All section references are to the Internal Revenue Code as in effect for the year under consideration. All Rule references are to the Tax Court Rules of Practice and Procedure.

Some of the facts have been stipulated and are so found. The stipulation of facts and the attached exhibits are incorporated herein by this reference.

Background

The Nortons, husband and wife, resided in Palmer, Alaska, at the time they filed their petition. Quantum Co. Trust's mailing address at the time the trustee thereof filed a petition was Palmer, Alaska.
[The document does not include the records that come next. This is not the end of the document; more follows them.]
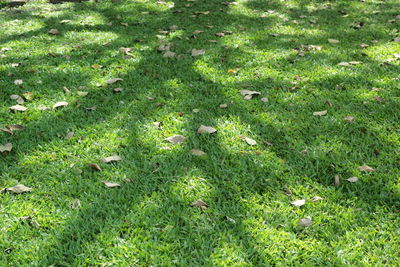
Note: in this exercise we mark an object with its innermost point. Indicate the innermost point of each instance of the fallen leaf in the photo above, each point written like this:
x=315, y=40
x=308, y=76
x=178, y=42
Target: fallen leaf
x=299, y=202
x=69, y=135
x=17, y=98
x=76, y=203
x=197, y=152
x=349, y=119
x=352, y=179
x=94, y=166
x=6, y=147
x=333, y=41
x=305, y=222
x=110, y=184
x=320, y=113
x=316, y=198
x=337, y=180
x=114, y=80
x=19, y=189
x=60, y=104
x=206, y=129
x=176, y=139
x=365, y=168
x=111, y=159
x=199, y=203
x=54, y=32
x=198, y=52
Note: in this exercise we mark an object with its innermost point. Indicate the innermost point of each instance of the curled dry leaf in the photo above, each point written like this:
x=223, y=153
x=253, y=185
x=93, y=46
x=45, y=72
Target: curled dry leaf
x=305, y=222
x=349, y=119
x=316, y=198
x=17, y=98
x=54, y=32
x=352, y=179
x=299, y=202
x=18, y=108
x=60, y=104
x=175, y=139
x=111, y=159
x=19, y=189
x=320, y=113
x=94, y=166
x=199, y=203
x=110, y=184
x=198, y=52
x=197, y=152
x=6, y=147
x=114, y=80
x=206, y=129
x=365, y=168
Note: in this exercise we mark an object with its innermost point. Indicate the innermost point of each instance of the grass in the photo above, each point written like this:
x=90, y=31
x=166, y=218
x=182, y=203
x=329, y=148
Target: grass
x=248, y=189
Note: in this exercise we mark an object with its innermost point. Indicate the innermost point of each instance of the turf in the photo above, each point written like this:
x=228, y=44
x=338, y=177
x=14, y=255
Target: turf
x=249, y=219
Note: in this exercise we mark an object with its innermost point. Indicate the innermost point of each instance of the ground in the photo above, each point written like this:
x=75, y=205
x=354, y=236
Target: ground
x=338, y=58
During 1993, Mr. Norton was engaged in two unrelated business activities ≈ construction of residential and commercial buildings (through Northridge) and commercial fishing. Northridge operated as a general contractor with respect to the construction of residential and commercial buildings. The income and expenses from these activities were reported by the Nortons on separate Schedules C.

All receipts received from Mr. Norton's construction and fishing activities were deposited into a business checking account maintained at the National Bank of Alaska (NBA). A total of $2,356,263.15 was deposited into the NBA account during 1993.

For clarity, we have combined our remaining findings of fact and opinion for each of the issues to be resolved.

Issue 1. Amount of Northridge's Profit for 1993

Three items remain to be resolved in order to calculate the profits from Mr. Norton's construction activities: (1) The amount of gross receipts; (2) the amount for cost of goods sold; and (3) the amount for travel expenses.

A. Gross Receipts

Pamela Ennis Crockett (Mrs. Crockett) prepared the Nortons' Federal income tax return for 1993. Utilizing bank deposit slips and Forms 1099, Mrs. Crockett determined Northridge's gross receipts for 1993 to be $1,205,232.57, calculated as follows:

__________

1 The parties stipulated that Northridge's gross receipts should be increased by $28,000, representing Quantum Co. Trust's income for 1993.

Respondent maintains that Northridge's 1993 gross receipts are $86,155 greater than determined by Mrs. Crockett. Specifically, respondent disputes the Nortons' claim that $86,155 of the NBA deposits represents nontaxable loans from Mr. Norton's brother, a friend, and family members. We thus must determine the source (loans vs. gross receipts) of the $86,155 deposit.

The characterization of the $86,155 depends upon our accepting the testimony of Mr. Norton as truthful. Mr. Norton testified that he and his wife emerged from bankruptcy in 1993, and to alleviate their financial burden, they borrowed moneys from Mr. Norton's brother (Steve), a friend (Jim Sullivan), and unnamed family members. According to Mr. Norton, he and his wife agreed to repay the loans with 8 percent interest. No notes or collateral were given.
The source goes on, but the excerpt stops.